Rosa Balistreri
Rosa Balistreri was born in Licata, Agrigento, on 21st March 1927, into a humble family: her father was a carpenter and her mother a housewife. From a young age, Rosa Balistreri showed a particular interest and talent for music and poetry. She began singing in the cafés and squares of Licata, conquering the public’s attention with her powerful and passionate voice. Her music was full of deep feelings and a strong Sicilian cultural identity.
She was married at the young age of sixteen to Gioacchino Torregrossa, with whom she had a daughter: Angela. Rosa tried to kill her husband when he gambled away their daughter’s dowry, so she was sentenced to some months of jail. When she got out of jail she started working as a housemaid in Palermo. At that time she was 32 years old and she learnt reading and writing, because, as she says in an interview, she was feeling the need to know texts, starting from the alphabet and from her name. Rosa was forced to emigrate to Florence in the Fifties. There she met many intellectuals and she took part in a Dario Fo’s show of folk songs. This is the turning point of Rosa’s life. She takes the guitar to give her voice to those who are without voice: the poorest people, her fellow-citizens living in the south of Italy where they are full of injustice and oppression. Her voice becomes images and tells stories seeking justice and truth.

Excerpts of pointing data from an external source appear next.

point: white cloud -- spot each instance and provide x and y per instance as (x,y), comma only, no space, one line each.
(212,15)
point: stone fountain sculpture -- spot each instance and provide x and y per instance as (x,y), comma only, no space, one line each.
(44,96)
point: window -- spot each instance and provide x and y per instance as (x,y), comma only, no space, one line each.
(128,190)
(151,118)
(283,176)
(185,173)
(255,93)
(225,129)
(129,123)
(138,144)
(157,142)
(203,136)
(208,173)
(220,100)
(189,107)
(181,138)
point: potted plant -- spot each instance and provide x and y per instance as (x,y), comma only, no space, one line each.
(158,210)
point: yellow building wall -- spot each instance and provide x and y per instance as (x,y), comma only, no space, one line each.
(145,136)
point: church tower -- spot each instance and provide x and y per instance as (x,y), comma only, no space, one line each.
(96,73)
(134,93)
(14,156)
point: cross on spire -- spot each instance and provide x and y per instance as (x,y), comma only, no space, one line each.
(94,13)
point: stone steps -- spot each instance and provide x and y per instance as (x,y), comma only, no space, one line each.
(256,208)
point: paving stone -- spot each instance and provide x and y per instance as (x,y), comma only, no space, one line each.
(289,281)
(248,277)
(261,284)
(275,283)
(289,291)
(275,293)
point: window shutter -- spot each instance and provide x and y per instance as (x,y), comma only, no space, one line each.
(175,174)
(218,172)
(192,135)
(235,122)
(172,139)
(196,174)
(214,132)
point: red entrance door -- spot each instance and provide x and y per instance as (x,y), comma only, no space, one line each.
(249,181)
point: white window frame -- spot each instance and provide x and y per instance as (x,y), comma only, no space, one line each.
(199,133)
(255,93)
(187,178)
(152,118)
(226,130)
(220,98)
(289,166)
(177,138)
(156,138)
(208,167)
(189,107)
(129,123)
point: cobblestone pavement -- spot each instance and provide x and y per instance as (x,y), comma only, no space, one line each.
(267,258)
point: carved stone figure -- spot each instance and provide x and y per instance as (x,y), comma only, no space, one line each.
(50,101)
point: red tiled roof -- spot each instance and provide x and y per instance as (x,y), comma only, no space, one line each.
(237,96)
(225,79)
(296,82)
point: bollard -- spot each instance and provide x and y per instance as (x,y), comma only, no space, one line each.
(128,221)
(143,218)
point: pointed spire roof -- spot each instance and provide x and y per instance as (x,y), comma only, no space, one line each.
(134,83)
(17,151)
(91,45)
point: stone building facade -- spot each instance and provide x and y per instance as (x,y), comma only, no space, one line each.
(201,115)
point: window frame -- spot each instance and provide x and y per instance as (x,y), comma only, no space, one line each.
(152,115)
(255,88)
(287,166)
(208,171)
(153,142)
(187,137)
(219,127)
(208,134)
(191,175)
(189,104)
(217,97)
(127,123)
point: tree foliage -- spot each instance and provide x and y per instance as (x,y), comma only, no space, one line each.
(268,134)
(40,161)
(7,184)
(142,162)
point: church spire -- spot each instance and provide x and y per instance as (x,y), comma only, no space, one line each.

In 1971 she came back to Palermo and started to work with some important figures in Sicily: she sang songs written by the poet Ignazio Buttitta and she was supported by the writers Leonardo Sciascia and Andrea Camilleri and by the painter Renato Guttuso. Her soulful and deep voice sings about Sicily in Sicilian, talking about poverty and injustice. She defines her one as a voice of protest fighting for lower classes, poor people and women. She is a folk singer that takes the heritage of “cuntisti” (traditional storytellers), being able to hold the attention of the audience with her passion and the depth of her voice. She died in Palermo on 20th September 1990.